Behaviour that looks wrong but is intentional. Do not "fix" these without reading the linked regression test first.

  • Account locator: claim vs host (auth.py). The JWT claim account (iss/sub) strips the region/cloud suffix and uppercases (xy12345.ap-southeast-2 -> XY12345); the API host keeps the full account (xy12345.ap-southeast-2.snowflakecomputing.com). Conflating them breaks JWT validation. normalize_account_locator vs account_hostname. Regression: test_regression_bug1.
  • result(poll=False) raises on 202 (client.py / aclient.py _collect). A still-running async statement must raise ResultNotReady, never return its in-progress HTTP 202 body as if it were a result set. Regression: test_regression_bug3.
  • Fetch every partition, in order (pagination.py). query returns partition 0 (inline) plus partitions 1..N (fetched by index). Stopping at partition 0 silently truncates large results.

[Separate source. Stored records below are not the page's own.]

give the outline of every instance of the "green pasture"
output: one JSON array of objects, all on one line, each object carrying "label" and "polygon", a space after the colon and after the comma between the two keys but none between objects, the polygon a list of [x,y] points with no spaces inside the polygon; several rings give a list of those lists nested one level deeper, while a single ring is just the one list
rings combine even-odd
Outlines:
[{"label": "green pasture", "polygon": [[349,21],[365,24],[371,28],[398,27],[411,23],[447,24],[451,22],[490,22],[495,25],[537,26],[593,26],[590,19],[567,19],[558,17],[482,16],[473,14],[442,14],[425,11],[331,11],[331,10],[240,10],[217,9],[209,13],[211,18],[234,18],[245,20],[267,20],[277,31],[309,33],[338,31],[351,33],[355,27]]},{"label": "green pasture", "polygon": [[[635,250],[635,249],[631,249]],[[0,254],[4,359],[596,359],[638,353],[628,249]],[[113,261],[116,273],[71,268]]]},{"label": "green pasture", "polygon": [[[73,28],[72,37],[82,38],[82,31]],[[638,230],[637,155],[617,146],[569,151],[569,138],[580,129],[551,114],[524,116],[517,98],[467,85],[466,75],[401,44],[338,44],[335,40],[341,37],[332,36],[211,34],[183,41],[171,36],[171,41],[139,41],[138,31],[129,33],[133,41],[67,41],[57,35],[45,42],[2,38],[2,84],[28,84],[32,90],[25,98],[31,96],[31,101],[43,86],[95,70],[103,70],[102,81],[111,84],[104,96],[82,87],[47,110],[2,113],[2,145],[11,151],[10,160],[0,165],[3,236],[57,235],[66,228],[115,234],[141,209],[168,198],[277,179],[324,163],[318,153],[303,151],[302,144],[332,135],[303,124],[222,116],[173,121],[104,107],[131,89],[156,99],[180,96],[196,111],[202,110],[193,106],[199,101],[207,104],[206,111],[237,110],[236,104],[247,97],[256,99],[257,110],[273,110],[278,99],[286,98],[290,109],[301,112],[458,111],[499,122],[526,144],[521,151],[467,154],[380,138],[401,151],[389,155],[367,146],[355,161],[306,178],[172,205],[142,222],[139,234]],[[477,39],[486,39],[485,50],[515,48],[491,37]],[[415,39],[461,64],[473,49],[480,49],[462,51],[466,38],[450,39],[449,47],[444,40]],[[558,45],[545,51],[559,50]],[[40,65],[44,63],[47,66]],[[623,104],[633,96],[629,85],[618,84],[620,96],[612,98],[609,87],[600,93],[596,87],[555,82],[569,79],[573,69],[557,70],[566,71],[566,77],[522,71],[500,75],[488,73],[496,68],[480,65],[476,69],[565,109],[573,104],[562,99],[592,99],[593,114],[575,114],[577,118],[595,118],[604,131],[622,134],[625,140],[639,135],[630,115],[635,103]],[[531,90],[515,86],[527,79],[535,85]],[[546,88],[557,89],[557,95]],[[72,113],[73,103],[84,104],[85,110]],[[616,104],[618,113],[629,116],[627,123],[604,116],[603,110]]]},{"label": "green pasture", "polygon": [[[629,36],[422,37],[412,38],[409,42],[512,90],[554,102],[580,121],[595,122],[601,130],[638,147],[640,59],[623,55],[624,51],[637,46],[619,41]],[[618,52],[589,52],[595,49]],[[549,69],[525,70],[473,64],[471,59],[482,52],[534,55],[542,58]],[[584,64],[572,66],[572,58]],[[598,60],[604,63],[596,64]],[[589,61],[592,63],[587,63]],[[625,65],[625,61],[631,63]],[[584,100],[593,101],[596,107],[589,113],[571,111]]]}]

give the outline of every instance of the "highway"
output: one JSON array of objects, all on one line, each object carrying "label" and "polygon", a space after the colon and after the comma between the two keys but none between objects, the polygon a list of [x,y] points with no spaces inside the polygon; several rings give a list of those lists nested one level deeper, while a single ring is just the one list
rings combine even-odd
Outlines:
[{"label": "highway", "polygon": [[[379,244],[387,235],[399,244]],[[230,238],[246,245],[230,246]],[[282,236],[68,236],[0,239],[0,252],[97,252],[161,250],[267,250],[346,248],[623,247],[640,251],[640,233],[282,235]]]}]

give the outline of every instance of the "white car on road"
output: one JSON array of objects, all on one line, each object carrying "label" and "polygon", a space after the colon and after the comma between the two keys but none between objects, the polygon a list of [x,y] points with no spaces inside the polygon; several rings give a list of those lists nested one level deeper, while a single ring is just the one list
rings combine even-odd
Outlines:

Regression: test_regression_bug4.
  • on_query streaming hook is deferred to the v0.2.0 toolkit (query_stream, Phase 8). The hook fires for query/execute/submit today; there is no streaming path yet, so no regression test until the feature lands (this is spike bug #2, intentionally not yet covered).
  • No PEP 604 unions at runtime (py3.9 floor). ruff's UP (pyupgrade) rule is omitted on purpose: it would rewrite Optional[...] / Union[...] to X | None, which raises at import time on 3.9 for typing generics (PEP 604 on generics is 3.10+). Keep from __future__ import annotations plus Optional/Union.
  • mypy python_version = "3.10" vs the 3.9-3.13 matrix. 3.10 is the lowest this mypy accepts; true 3.9 runtime compatibility is enforced by the pytest matrix, which imports every module under 3.9.
  • Coverage uses coverage run, not pytest --cov. The package ships a pytest plugin via the pytest11 entry point, so snowflake_sql_api.testing (and the whole package) is imported at plugin-load time, before pytest-cov starts tracing. pytest --cov then reports import-time lines as uncovered (~20 points lost). coverage run -m pytest starts tracing first. The 89% gate lives in pyproject.toml [tool.coverage.report] fail_under.

Testing

  • Unit tests mock the HTTP layer; no network access required for the default suite.
  • Mock the client in your own tests with the shipped snowflake_sql_api.testing helper (FakeSnowflake + make_client/make_async_client, or the auto-registered fake_snowflake / snowflake_client / async_snowflake_client fixtures). No respx. See docs/testing.md.
  • Each fixed bug gets a named regression test (test_regression_*) so it cannot silently return.
  • Target coverage: >= 89%, enforced across Python 3.9-3.13. Run with coverage run -m pytest && coverage report (see Known Quirks).

Common Mistakes

  • Hand-editing a version string. The version comes from the git tag (hatch-vcs); _version.py is generated and gitignored. A feature PR must not touch it. See RELEASING.md.
  • Running pytest --cov and reacting to the false coverage drop. Use coverage run -m pytest.
  • Adding a runtime dependency without strong justification. The small install / fast cold start is the whole point; new optional features go behind an extra.
  • Rewriting Optional[...] to X | None (breaks the 3.9 runtime).
  • Conflating the JWT claim account with the API host (see Known Quirks).
  • Forgetting the async counterpart of a sync change (sync/async parity).
  • Forgetting a test_regression_* for a fixed bug.

Before Finishing

  1. pre-commit run --all-files is clean (ruff, black, mypy, yaml/toml, private-key).
  2. coverage run -m pytest && coverage report passes and coverage holds >= 89%.
  3. Sync/async parity: any client change has its counterpart, or a stated reason.
  4. Fixed bugs have a test_regression_*; public API changes are in the README / docs/.

Security

Report vulnerabilities privately, see SECURITY.md. Never commit private keys (.gitignore and a detect-private-key pre-commit hook guard this).

Contributing

Before opening a PR:

  • Tests pass (coverage run -m pytest && coverage report) and coverage holds.
  • Formatted (black) and linted (ruff), type hints on public APIs (mypy).
  • No hardcoded account/region/role/warehouse values; configuration is generic.
  • Public API changes documented in the README.
  • New behavior covered by tests; fixed bugs have a regression test.